La insignia en forma de horca que lleva en la solapa el ministro israelí simboliza el fin de la humanidad tal y como creíamos que éramos. Hasta ahora estábamos convencidos de que es el saber lo que nos lleva a la acción, a satisfacer la necesidad de vivir bien, mejor cada día gracias al conocimiento. Sin embargo hoy sabemos más que nunca, sin dudas de ningún tipo, con imágenes y testimonios diarios, lo que pasa en Gaza y alrededores y lo que se hace no sirve para detener el genocidio.
Las autoridades israelitas toman decisiones asesinas en los parlamentos usando los impuestos de su pueblo y el dinero extranjero que consiguen sin dificultad. Cambian leyes y avivan sentimientos de odio como quien se rasca la cabeza distraídamente en el sofá de su casa.

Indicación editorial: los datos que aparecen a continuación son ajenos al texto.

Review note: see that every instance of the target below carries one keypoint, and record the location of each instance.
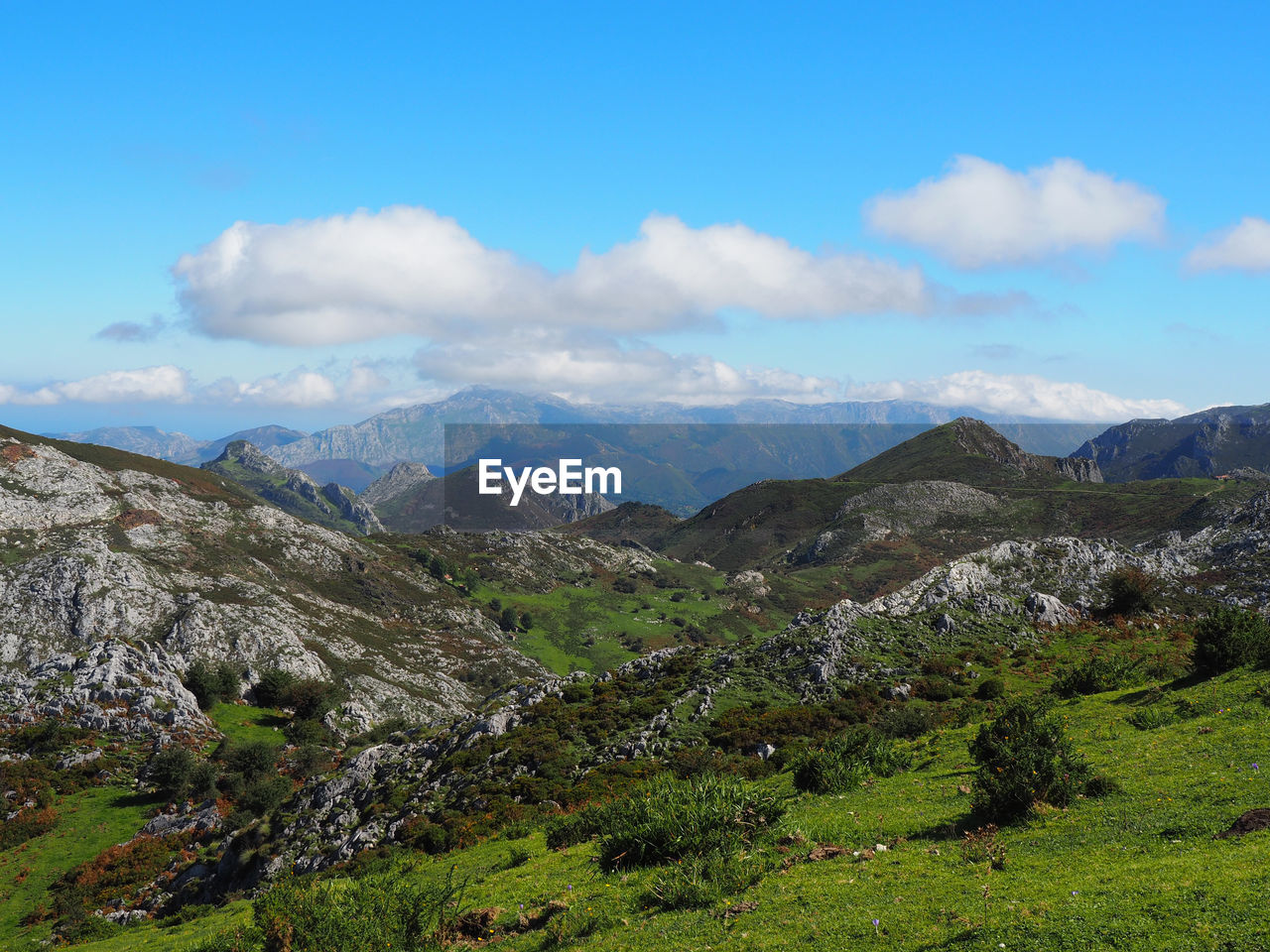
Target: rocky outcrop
(1209, 443)
(112, 687)
(193, 571)
(294, 490)
(979, 439)
(397, 481)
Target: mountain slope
(98, 543)
(944, 493)
(1209, 443)
(331, 506)
(416, 433)
(970, 451)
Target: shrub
(1228, 639)
(310, 698)
(1096, 674)
(386, 910)
(254, 760)
(1146, 719)
(1024, 757)
(202, 780)
(991, 689)
(87, 929)
(264, 794)
(672, 819)
(906, 721)
(702, 881)
(199, 679)
(982, 846)
(1129, 592)
(432, 838)
(271, 687)
(572, 828)
(842, 762)
(171, 770)
(517, 856)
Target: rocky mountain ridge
(1209, 443)
(294, 490)
(183, 561)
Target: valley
(257, 714)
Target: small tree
(272, 687)
(1024, 758)
(1228, 639)
(1129, 592)
(171, 770)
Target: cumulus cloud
(299, 389)
(980, 213)
(411, 271)
(132, 331)
(149, 384)
(602, 371)
(1243, 246)
(1023, 395)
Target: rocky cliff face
(1209, 443)
(93, 553)
(295, 492)
(397, 481)
(978, 438)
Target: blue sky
(789, 143)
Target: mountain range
(354, 454)
(1209, 443)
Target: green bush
(843, 762)
(171, 770)
(272, 687)
(264, 794)
(1228, 639)
(572, 828)
(1129, 592)
(239, 939)
(1146, 719)
(254, 760)
(991, 689)
(372, 914)
(202, 780)
(1096, 674)
(1024, 757)
(671, 819)
(702, 881)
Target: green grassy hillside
(1138, 869)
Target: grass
(244, 724)
(1137, 870)
(87, 823)
(594, 629)
(153, 937)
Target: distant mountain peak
(968, 451)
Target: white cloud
(602, 371)
(982, 213)
(1023, 395)
(1245, 246)
(411, 271)
(149, 384)
(302, 389)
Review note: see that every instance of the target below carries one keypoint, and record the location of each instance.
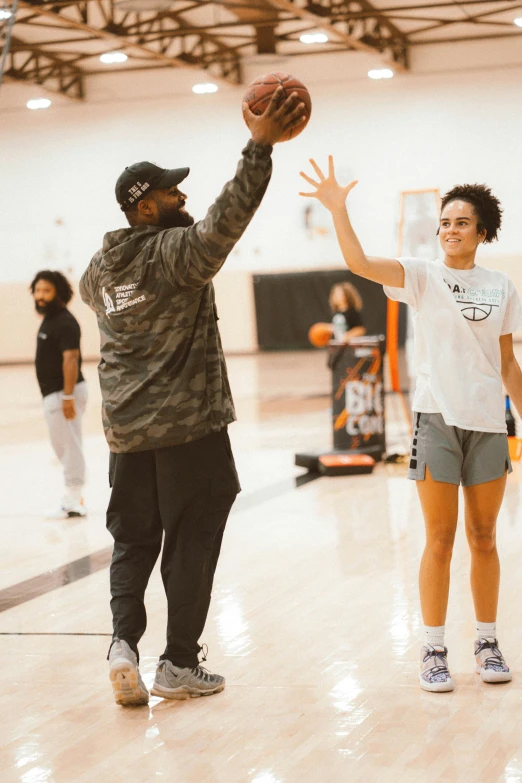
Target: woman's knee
(440, 544)
(482, 538)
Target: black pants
(185, 492)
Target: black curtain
(287, 305)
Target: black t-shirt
(352, 318)
(58, 333)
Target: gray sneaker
(127, 685)
(173, 682)
(490, 662)
(434, 673)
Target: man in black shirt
(63, 387)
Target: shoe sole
(493, 677)
(180, 694)
(125, 685)
(437, 687)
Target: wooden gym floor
(314, 622)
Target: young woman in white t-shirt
(464, 316)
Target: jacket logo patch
(109, 304)
(124, 298)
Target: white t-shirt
(459, 316)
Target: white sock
(434, 635)
(486, 630)
(73, 496)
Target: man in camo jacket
(167, 401)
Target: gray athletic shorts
(456, 456)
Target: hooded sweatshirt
(162, 370)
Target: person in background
(346, 305)
(58, 370)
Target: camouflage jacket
(162, 371)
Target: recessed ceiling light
(109, 58)
(380, 73)
(314, 38)
(202, 89)
(38, 103)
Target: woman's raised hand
(327, 189)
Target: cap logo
(137, 191)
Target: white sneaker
(174, 682)
(490, 662)
(434, 673)
(127, 685)
(66, 511)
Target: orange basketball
(320, 334)
(259, 93)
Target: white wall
(454, 118)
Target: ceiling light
(380, 73)
(109, 58)
(202, 89)
(38, 103)
(314, 38)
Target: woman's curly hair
(60, 282)
(485, 205)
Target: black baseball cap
(136, 180)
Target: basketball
(260, 91)
(320, 334)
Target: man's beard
(174, 218)
(49, 308)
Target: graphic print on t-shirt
(476, 304)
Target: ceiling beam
(122, 42)
(399, 58)
(45, 69)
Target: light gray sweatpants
(66, 435)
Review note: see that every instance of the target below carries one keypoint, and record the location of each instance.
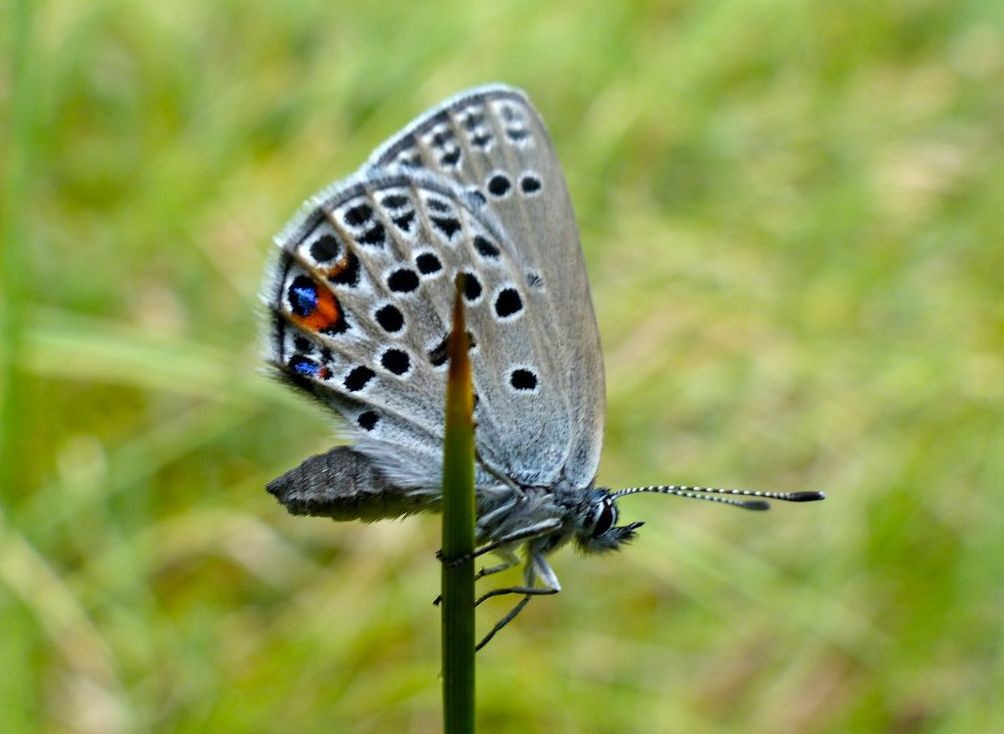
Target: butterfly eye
(607, 515)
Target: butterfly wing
(360, 297)
(493, 144)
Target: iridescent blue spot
(301, 365)
(303, 296)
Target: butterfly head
(597, 531)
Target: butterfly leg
(537, 563)
(509, 559)
(524, 533)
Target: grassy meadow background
(792, 219)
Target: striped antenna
(724, 496)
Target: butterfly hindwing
(360, 300)
(493, 144)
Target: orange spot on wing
(327, 313)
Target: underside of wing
(360, 297)
(493, 144)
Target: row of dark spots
(390, 318)
(343, 272)
(439, 354)
(428, 263)
(523, 380)
(403, 280)
(406, 280)
(325, 248)
(397, 361)
(508, 303)
(361, 215)
(499, 185)
(485, 247)
(449, 226)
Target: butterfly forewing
(493, 144)
(360, 299)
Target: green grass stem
(458, 533)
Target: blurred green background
(792, 219)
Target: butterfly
(359, 298)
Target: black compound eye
(607, 515)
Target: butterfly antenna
(724, 496)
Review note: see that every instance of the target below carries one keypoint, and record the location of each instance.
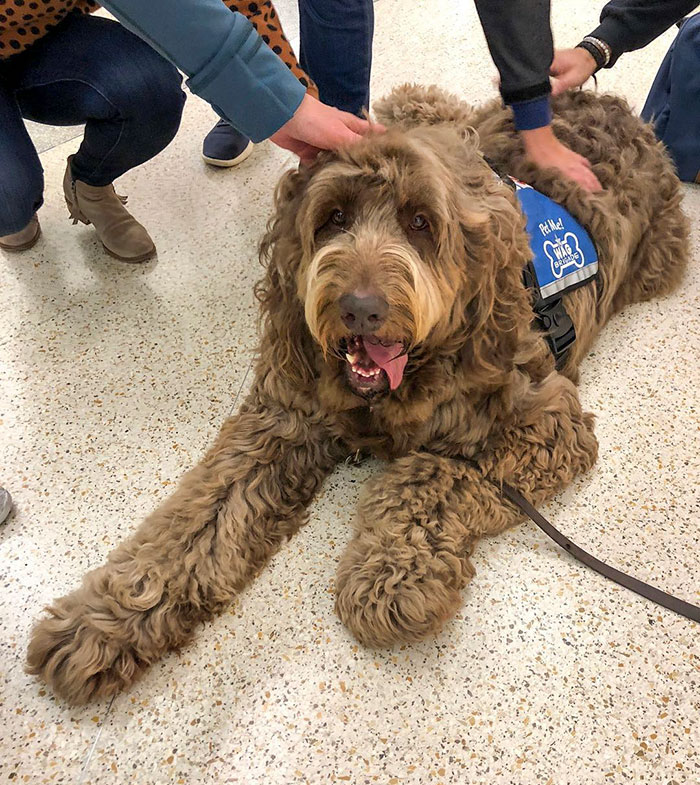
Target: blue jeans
(336, 50)
(87, 70)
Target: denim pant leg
(94, 71)
(21, 175)
(336, 50)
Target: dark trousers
(88, 70)
(336, 50)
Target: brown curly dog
(396, 322)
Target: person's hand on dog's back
(316, 126)
(571, 68)
(544, 150)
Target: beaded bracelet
(598, 49)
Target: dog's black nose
(363, 314)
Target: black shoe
(225, 146)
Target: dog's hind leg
(188, 559)
(419, 521)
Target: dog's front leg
(189, 558)
(402, 575)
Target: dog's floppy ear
(498, 312)
(287, 347)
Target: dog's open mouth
(373, 365)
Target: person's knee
(21, 195)
(147, 89)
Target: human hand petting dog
(544, 150)
(571, 68)
(316, 126)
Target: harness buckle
(558, 327)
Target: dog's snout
(363, 313)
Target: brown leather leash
(674, 604)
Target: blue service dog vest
(564, 258)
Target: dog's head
(399, 248)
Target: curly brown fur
(477, 396)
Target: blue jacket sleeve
(227, 62)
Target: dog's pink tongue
(390, 359)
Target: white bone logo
(563, 254)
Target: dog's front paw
(76, 655)
(398, 586)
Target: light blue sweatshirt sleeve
(227, 62)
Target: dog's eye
(419, 223)
(339, 218)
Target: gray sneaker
(5, 504)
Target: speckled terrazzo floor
(114, 378)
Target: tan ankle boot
(121, 234)
(24, 239)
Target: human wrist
(598, 50)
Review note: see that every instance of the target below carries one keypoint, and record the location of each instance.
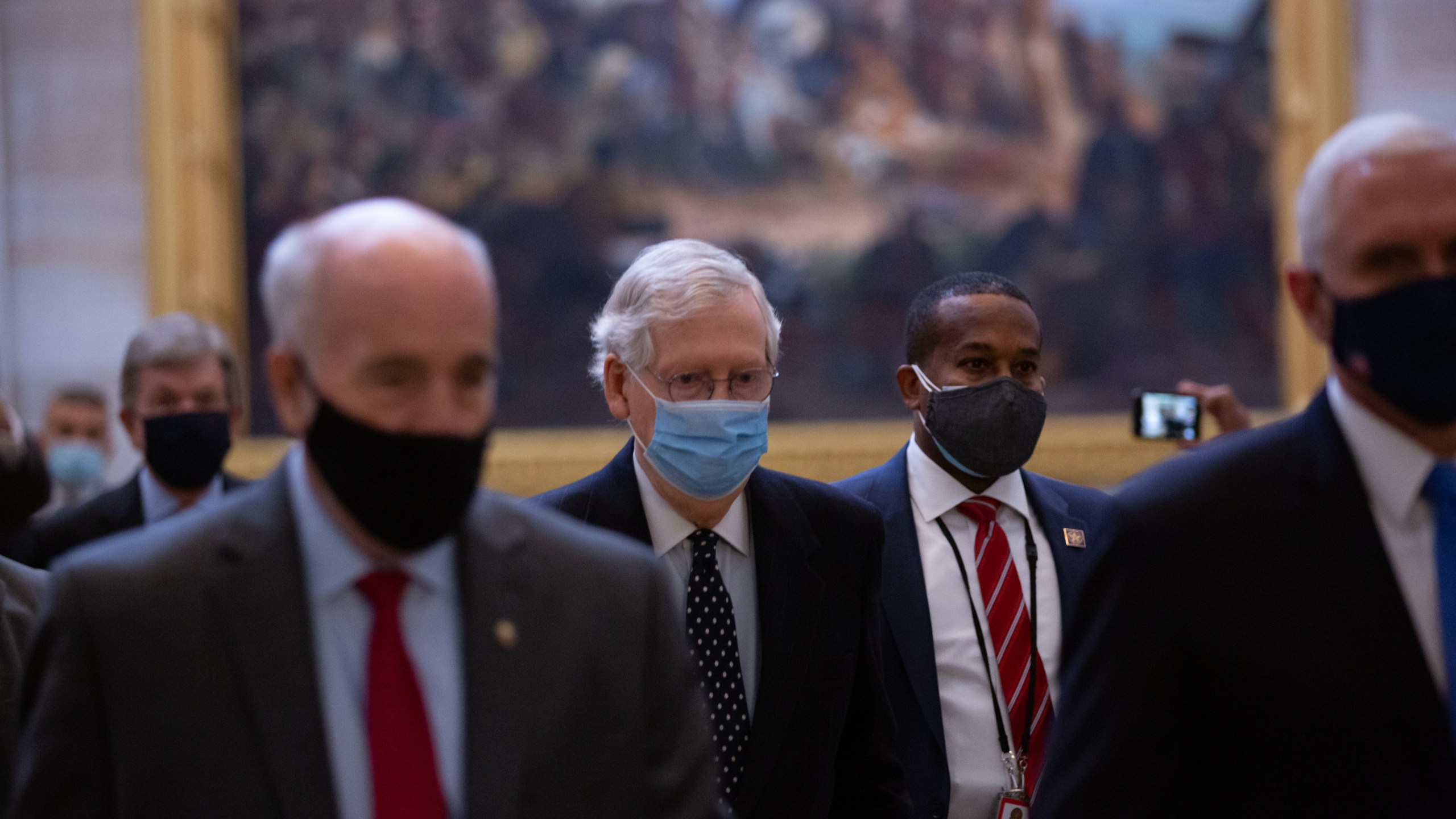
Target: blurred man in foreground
(776, 576)
(973, 618)
(181, 397)
(25, 486)
(22, 490)
(366, 633)
(1275, 627)
(76, 442)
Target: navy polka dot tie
(714, 639)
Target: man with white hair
(181, 398)
(1273, 630)
(776, 577)
(366, 633)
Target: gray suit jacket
(172, 675)
(21, 589)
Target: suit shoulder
(1238, 467)
(564, 537)
(570, 496)
(85, 522)
(823, 500)
(861, 483)
(175, 544)
(1077, 496)
(24, 585)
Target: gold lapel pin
(507, 634)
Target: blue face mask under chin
(76, 464)
(708, 448)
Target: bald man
(366, 633)
(1273, 630)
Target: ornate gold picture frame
(196, 239)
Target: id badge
(1012, 806)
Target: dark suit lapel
(497, 637)
(1349, 566)
(901, 591)
(615, 502)
(263, 602)
(789, 604)
(129, 512)
(1074, 564)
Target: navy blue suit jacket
(1246, 651)
(822, 744)
(909, 647)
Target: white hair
(296, 257)
(1359, 140)
(669, 282)
(178, 338)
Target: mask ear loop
(929, 387)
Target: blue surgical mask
(76, 464)
(708, 448)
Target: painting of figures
(1110, 156)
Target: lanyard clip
(1015, 773)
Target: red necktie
(402, 758)
(1010, 631)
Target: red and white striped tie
(1010, 631)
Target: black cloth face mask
(1407, 337)
(986, 431)
(187, 451)
(408, 490)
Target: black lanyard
(986, 657)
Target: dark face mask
(1407, 337)
(986, 431)
(404, 489)
(187, 451)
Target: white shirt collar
(332, 564)
(1391, 464)
(934, 491)
(669, 528)
(158, 503)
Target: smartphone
(1165, 416)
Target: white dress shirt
(967, 698)
(342, 618)
(670, 534)
(1394, 470)
(158, 503)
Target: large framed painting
(1119, 159)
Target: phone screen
(1165, 416)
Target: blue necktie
(1441, 490)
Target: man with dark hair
(973, 620)
(24, 489)
(76, 444)
(1275, 627)
(366, 633)
(181, 397)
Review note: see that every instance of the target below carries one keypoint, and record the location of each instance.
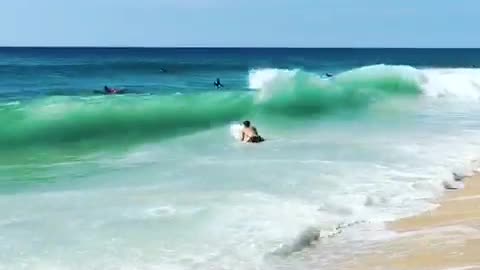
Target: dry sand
(447, 237)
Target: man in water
(217, 83)
(109, 90)
(250, 134)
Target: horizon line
(224, 47)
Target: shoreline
(447, 237)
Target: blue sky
(293, 23)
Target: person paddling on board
(250, 134)
(109, 90)
(217, 83)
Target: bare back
(248, 133)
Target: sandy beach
(447, 237)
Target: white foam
(462, 83)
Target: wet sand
(447, 237)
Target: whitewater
(158, 180)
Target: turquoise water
(155, 179)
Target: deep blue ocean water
(156, 178)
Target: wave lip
(297, 92)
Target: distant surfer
(112, 91)
(250, 134)
(217, 83)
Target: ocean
(156, 179)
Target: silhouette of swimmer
(218, 84)
(112, 91)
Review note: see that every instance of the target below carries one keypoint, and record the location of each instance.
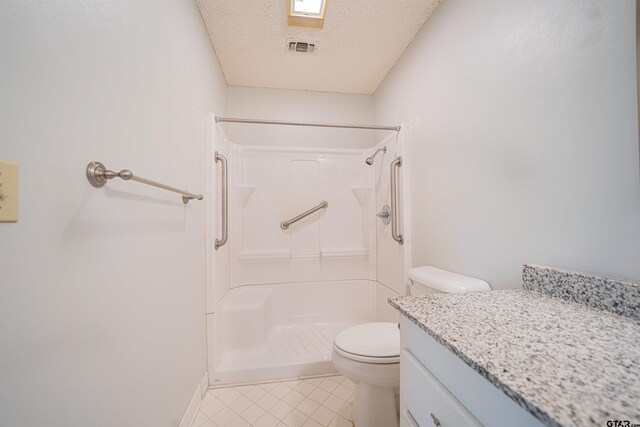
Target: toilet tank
(432, 280)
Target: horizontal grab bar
(285, 224)
(98, 175)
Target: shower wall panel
(274, 184)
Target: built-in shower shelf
(363, 194)
(243, 194)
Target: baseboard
(192, 410)
(204, 384)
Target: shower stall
(299, 247)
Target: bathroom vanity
(563, 351)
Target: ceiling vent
(301, 47)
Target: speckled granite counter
(566, 363)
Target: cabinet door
(428, 401)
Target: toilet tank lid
(377, 339)
(446, 281)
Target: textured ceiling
(360, 42)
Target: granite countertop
(566, 363)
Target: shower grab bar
(285, 224)
(395, 167)
(224, 193)
(98, 175)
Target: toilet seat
(377, 342)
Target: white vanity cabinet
(438, 389)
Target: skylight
(306, 13)
(307, 7)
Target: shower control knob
(385, 214)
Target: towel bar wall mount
(98, 175)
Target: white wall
(102, 290)
(299, 106)
(524, 131)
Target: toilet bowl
(369, 354)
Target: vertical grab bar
(224, 189)
(395, 166)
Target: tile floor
(314, 402)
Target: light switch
(8, 191)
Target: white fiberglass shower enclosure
(276, 297)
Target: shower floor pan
(273, 332)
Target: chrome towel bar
(98, 175)
(285, 224)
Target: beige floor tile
(307, 406)
(333, 403)
(295, 419)
(318, 395)
(280, 410)
(267, 420)
(252, 413)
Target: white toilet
(369, 354)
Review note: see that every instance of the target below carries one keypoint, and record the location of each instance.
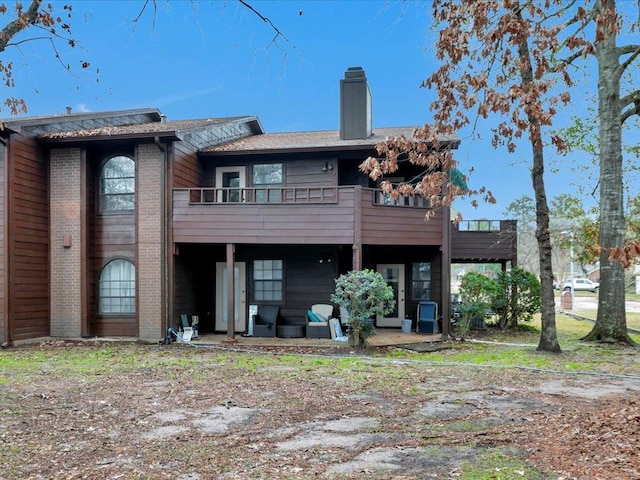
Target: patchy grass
(499, 466)
(139, 411)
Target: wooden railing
(262, 195)
(293, 195)
(479, 226)
(384, 199)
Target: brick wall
(66, 262)
(149, 235)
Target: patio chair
(264, 322)
(344, 316)
(318, 321)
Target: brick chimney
(355, 105)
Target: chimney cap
(354, 72)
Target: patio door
(393, 274)
(240, 298)
(231, 181)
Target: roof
(144, 128)
(227, 128)
(76, 121)
(321, 140)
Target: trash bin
(566, 301)
(406, 325)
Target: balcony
(301, 215)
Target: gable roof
(321, 140)
(77, 121)
(227, 128)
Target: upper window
(267, 280)
(117, 288)
(267, 175)
(421, 281)
(118, 184)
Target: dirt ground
(174, 411)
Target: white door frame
(240, 297)
(394, 321)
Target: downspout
(163, 229)
(6, 340)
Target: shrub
(363, 294)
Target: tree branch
(267, 20)
(632, 99)
(30, 17)
(634, 54)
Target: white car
(582, 285)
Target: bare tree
(44, 24)
(510, 58)
(613, 111)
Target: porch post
(446, 271)
(231, 320)
(357, 229)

Se utilizan los avances, el progreso, como en la Alemania Nazi, para fabricar campos de exterminio con la mayor eficiencia posible, siendo ahora esos avances y progresos las armas, las cárceles, las torturas, las violaciones de acuerdos, leyes y normas internacionales, las humillaciones y amenazas, las censuras y prohibiciones.
Pensábamos que los DERECHOS eran los auténticos avances sociales de la humanidad, los CONSENSOS, ACUERDOS, LEYES, CONVENIOS, DECLARACIONES UNIVERSALES, CARTAS MAGNAS, VALORES ÉTICOS, PRINCIPIOS BÁSICOS que propician la buena vida, en paz, respetuosa, cuidadosa.
A estas alturas de INHUMANIDAD deberían desaparecer todos las instituciones y organismos internacionales y nacionales cuyos objetivos sean velar por el cumplimiento de los DERECHOS HUMANOS en cualquier contexto y circunstancia. Han fracasado estrepitosamente. Hemos fracasado, la INMORALIDAD ha ganado, el ODIO ha ganado, es tiempo de esclavitud y sumisión ante los poderosos sionistas del planeta, su dinero vale más que cualquier atisbo de humanidad, que cualquier gesto o decisión de ayuda y solidaridad.
Réquiem por la humanidad, hasta aquí hemos llegado. Ahora que cada cual se salve como pueda de esta cruel pandemia sionista y de quienes los mantienen.
¿Aparecerán movimientos intelectuales, artísticos, económicos, religiosos o sociales, como tras el nazismo, para rasgarse las vestiduras y empezar a cambiar algo, para denunciar, para increpar e interpelar a la opinión pública y a los gobiernos, a las empresas y a los trabajadores, a estudiantes, a la ciencia, a la música, al cine o la literatura?
¿Qué tipo de cultura se puede hacer y disfrutar tras PALESTINA?